This gorgeous-looking orange version is zingy, zesty and light.
The addition of yoghurt helps keep it moist and when you turn it out of the tin and see your artfully-arranged orange slices, you’ll love the results.
It keeps, covered, in the fridge for a couple of days – although it’s unlikely to last that long!
Recipe courtesy of Rangemaster.
You’ll need:
450g caster sugar
12 seedless clementines, satsumas or tangerines
200g butter, plus a little extra for greasing
grated zest of 1 lemon
3 medium-sized eggs, separated
300g ground almonds
100g semolina or polenta
150ml pot of natural yoghurt
Method:
Heat oven to 180C/160C fan/gas mark 4/350F. Grease and line the base of a 25cm/10” loose-bottomed cake tin.
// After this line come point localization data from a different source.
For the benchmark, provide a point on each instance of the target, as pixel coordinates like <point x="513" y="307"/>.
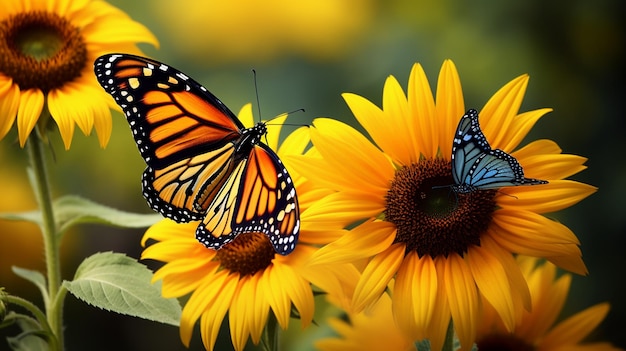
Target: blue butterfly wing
<point x="476" y="166"/>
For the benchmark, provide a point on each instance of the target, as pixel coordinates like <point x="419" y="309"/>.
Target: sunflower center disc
<point x="247" y="254"/>
<point x="41" y="50"/>
<point x="430" y="217"/>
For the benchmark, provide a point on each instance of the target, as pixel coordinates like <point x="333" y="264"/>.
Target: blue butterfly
<point x="476" y="166"/>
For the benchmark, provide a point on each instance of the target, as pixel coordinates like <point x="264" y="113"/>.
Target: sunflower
<point x="245" y="277"/>
<point x="535" y="330"/>
<point x="447" y="251"/>
<point x="375" y="328"/>
<point x="47" y="50"/>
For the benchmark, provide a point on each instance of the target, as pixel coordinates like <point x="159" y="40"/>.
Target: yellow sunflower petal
<point x="552" y="197"/>
<point x="242" y="309"/>
<point x="183" y="276"/>
<point x="492" y="280"/>
<point x="520" y="126"/>
<point x="399" y="142"/>
<point x="376" y="276"/>
<point x="113" y="28"/>
<point x="31" y="105"/>
<point x="295" y="143"/>
<point x="276" y="296"/>
<point x="9" y="104"/>
<point x="549" y="166"/>
<point x="441" y="313"/>
<point x="414" y="294"/>
<point x="214" y="313"/>
<point x="300" y="294"/>
<point x="365" y="240"/>
<point x="533" y="227"/>
<point x="57" y="104"/>
<point x="350" y="154"/>
<point x="66" y="6"/>
<point x="260" y="311"/>
<point x="498" y="113"/>
<point x="463" y="299"/>
<point x="377" y="122"/>
<point x="421" y="123"/>
<point x="575" y="328"/>
<point x="449" y="104"/>
<point x="218" y="287"/>
<point x="346" y="207"/>
<point x="564" y="255"/>
<point x="274" y="127"/>
<point x="519" y="286"/>
<point x="548" y="297"/>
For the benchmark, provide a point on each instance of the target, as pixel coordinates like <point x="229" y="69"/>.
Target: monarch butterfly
<point x="202" y="163"/>
<point x="476" y="166"/>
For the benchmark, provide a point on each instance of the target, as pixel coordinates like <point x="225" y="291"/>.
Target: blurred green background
<point x="308" y="52"/>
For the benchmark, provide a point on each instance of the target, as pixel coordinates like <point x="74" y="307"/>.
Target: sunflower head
<point x="448" y="243"/>
<point x="46" y="52"/>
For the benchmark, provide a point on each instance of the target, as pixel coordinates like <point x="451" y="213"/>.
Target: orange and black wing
<point x="258" y="196"/>
<point x="184" y="133"/>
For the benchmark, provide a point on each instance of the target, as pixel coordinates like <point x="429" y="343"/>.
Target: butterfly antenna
<point x="256" y="92"/>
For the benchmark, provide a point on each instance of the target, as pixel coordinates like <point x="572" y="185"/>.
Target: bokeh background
<point x="308" y="52"/>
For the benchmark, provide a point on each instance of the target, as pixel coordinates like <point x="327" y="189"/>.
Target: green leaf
<point x="70" y="210"/>
<point x="34" y="277"/>
<point x="28" y="216"/>
<point x="31" y="337"/>
<point x="118" y="283"/>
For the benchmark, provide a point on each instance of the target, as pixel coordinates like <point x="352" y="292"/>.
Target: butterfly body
<point x="202" y="163"/>
<point x="476" y="166"/>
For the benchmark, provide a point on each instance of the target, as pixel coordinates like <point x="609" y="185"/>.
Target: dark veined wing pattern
<point x="476" y="166"/>
<point x="200" y="158"/>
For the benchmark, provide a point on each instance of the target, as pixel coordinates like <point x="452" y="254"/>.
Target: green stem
<point x="269" y="338"/>
<point x="30" y="307"/>
<point x="50" y="237"/>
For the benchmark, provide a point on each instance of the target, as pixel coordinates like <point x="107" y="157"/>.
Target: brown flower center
<point x="247" y="254"/>
<point x="503" y="342"/>
<point x="41" y="50"/>
<point x="430" y="217"/>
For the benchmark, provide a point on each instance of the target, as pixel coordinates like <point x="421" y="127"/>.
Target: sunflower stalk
<point x="41" y="187"/>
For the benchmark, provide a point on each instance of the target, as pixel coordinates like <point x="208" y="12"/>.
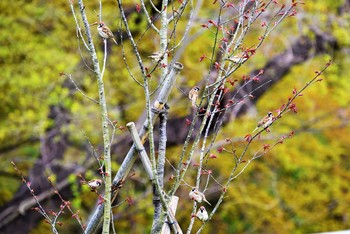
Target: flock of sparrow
<point x="194" y="194"/>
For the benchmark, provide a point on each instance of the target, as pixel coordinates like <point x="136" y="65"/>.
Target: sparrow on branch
<point x="197" y="196"/>
<point x="105" y="32"/>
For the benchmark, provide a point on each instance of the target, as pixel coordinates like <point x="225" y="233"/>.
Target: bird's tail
<point x="115" y="41"/>
<point x="207" y="201"/>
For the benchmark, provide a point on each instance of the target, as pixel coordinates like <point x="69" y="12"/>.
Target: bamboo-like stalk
<point x="95" y="219"/>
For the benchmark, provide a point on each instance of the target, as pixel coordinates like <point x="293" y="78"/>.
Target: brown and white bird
<point x="193" y="95"/>
<point x="157" y="56"/>
<point x="266" y="121"/>
<point x="105" y="32"/>
<point x="239" y="59"/>
<point x="197" y="196"/>
<point x="93" y="184"/>
<point x="202" y="214"/>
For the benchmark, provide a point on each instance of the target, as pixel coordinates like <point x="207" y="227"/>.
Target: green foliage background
<point x="302" y="186"/>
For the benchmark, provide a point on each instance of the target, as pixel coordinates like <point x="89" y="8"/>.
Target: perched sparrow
<point x="157" y="56"/>
<point x="202" y="214"/>
<point x="197" y="196"/>
<point x="266" y="121"/>
<point x="240" y="58"/>
<point x="105" y="32"/>
<point x="93" y="184"/>
<point x="193" y="95"/>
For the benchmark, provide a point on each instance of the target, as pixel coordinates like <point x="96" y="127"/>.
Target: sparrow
<point x="202" y="214"/>
<point x="239" y="59"/>
<point x="93" y="184"/>
<point x="156" y="56"/>
<point x="197" y="196"/>
<point x="105" y="32"/>
<point x="193" y="95"/>
<point x="266" y="121"/>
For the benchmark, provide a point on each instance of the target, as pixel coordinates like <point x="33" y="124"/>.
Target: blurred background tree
<point x="301" y="186"/>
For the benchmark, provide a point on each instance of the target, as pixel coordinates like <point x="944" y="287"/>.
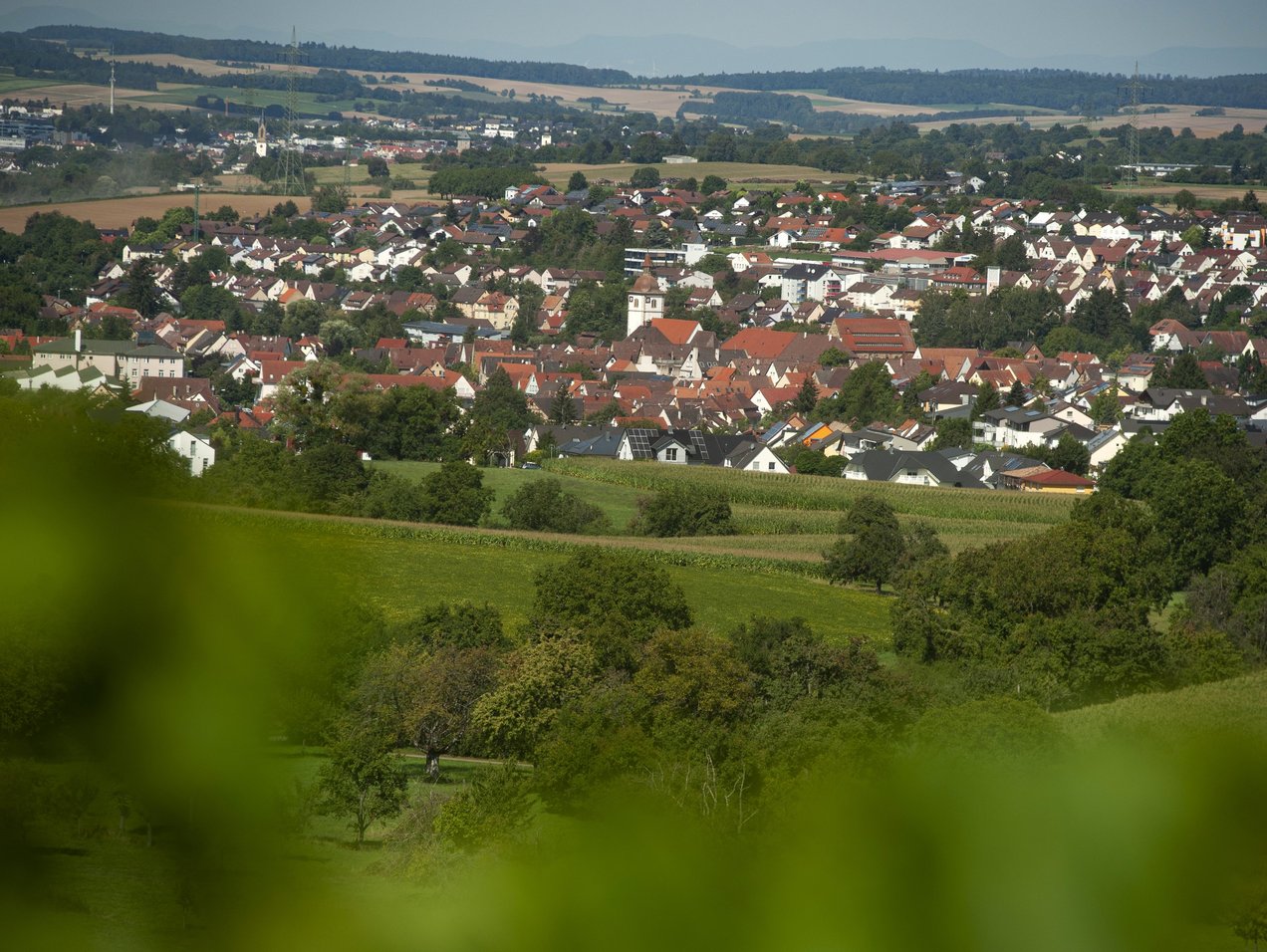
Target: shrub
<point x="684" y="510"/>
<point x="543" y="505"/>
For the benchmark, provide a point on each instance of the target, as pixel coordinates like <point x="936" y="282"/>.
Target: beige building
<point x="122" y="359"/>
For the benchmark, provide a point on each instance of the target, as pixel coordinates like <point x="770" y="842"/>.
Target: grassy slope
<point x="785" y="517"/>
<point x="1224" y="707"/>
<point x="400" y="569"/>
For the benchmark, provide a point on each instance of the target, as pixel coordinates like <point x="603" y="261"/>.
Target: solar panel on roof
<point x="697" y="439"/>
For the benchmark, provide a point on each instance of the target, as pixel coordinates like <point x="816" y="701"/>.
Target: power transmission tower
<point x="1132" y="92"/>
<point x="290" y="168"/>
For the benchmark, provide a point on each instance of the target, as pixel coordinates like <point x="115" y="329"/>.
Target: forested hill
<point x="1044" y="89"/>
<point x="1048" y="89"/>
<point x="129" y="42"/>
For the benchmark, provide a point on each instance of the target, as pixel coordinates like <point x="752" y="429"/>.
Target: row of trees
<point x="1065" y="616"/>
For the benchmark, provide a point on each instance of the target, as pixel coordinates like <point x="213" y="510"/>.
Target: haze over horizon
<point x="1100" y="36"/>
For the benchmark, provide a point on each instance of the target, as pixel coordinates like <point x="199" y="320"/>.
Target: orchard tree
<point x="871" y="545"/>
<point x="543" y="505"/>
<point x="536" y="682"/>
<point x="363" y="782"/>
<point x="611" y="600"/>
<point x="456" y="495"/>
<point x="684" y="510"/>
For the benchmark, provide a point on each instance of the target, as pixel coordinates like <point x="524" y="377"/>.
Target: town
<point x="535" y="505"/>
<point x="712" y="323"/>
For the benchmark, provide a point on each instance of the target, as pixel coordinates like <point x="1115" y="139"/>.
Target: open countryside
<point x="490" y="494"/>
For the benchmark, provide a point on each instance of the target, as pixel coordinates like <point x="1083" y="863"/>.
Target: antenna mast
<point x="290" y="173"/>
<point x="1133" y="92"/>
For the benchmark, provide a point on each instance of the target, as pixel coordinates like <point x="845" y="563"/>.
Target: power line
<point x="1133" y="92"/>
<point x="290" y="172"/>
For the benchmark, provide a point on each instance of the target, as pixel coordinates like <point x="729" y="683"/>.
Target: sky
<point x="1021" y="29"/>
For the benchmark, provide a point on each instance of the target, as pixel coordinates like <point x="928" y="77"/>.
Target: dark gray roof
<point x="882" y="465"/>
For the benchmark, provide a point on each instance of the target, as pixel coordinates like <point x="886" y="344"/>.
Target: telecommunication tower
<point x="1132" y="93"/>
<point x="290" y="171"/>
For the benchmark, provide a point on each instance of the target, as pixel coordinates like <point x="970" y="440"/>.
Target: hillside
<point x="1233" y="707"/>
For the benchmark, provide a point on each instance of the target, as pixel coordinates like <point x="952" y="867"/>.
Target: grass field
<point x="19" y="84"/>
<point x="121" y="213"/>
<point x="400" y="569"/>
<point x="1220" y="708"/>
<point x="788" y="518"/>
<point x="734" y="172"/>
<point x="120" y="892"/>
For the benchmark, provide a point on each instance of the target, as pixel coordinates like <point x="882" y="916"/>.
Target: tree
<point x="536" y="682"/>
<point x="530" y="299"/>
<point x="613" y="600"/>
<point x="456" y="495"/>
<point x="684" y="510"/>
<point x="951" y="432"/>
<point x="866" y="396"/>
<point x="987" y="399"/>
<point x="693" y="675"/>
<point x="1184" y="373"/>
<point x="807" y="397"/>
<point x="426" y="699"/>
<point x="1105" y="407"/>
<point x="490" y="809"/>
<point x="645" y="177"/>
<point x="363" y="780"/>
<point x="871" y="547"/>
<point x="142" y="294"/>
<point x="1184" y="200"/>
<point x="543" y="505"/>
<point x="1070" y="453"/>
<point x="712" y="183"/>
<point x="563" y="407"/>
<point x="330" y="199"/>
<point x="1016" y="395"/>
<point x="1010" y="255"/>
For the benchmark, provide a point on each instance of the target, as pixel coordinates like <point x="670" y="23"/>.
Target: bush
<point x="543" y="505"/>
<point x="684" y="510"/>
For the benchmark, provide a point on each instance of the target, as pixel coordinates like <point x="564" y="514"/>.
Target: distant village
<point x="723" y="378"/>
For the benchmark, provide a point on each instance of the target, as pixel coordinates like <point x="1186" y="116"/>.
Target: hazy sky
<point x="1019" y="27"/>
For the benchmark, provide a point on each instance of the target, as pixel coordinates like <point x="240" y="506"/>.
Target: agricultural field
<point x="1177" y="117"/>
<point x="787" y="518"/>
<point x="125" y="894"/>
<point x="399" y="568"/>
<point x="121" y="213"/>
<point x="1224" y="708"/>
<point x="734" y="172"/>
<point x="997" y="512"/>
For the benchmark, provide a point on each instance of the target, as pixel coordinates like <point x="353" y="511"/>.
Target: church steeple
<point x="646" y="299"/>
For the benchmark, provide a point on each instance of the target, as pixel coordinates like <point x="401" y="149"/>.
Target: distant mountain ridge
<point x="689" y="55"/>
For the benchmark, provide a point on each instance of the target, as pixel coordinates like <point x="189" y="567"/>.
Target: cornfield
<point x="824" y="494"/>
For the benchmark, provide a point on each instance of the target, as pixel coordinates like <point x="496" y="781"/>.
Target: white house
<point x="199" y="451"/>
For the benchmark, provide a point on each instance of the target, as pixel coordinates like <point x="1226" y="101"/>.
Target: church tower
<point x="646" y="299"/>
Melt 250g of sugar in a small pan with 330ml of boiling water. Bring to the boil and reduce heat to simmer.
Thinly slice 5 of the oranges (unpeeled) horizontally. Add to the sugar mixture. Cover and simmer until the skin is tender – about 20 minutes.
Remove the fruit slices from the pan when tender and arrange over the base of the cake tin.
Grate the zest from the remaining oranges and put to side.
Squeeze juice from 4 oranges and stir into the syrup. Boil, then simmer for 10 minutes, until thickened. Cool.
Mix the remaining sugar with the butter, lemon and orange zest. Beat in the egg yolks, one at a time.
Peel the remaining oranges. Whiz in a food processor until pulpy.
Add the fruit pulp to the cake mixture, along with the almonds, semolina and yoghurt. Whisk egg whites until just stiff and fold into mixture.
Spoon mixture into cake tin and bake for one hour, or until skewer comes out clean.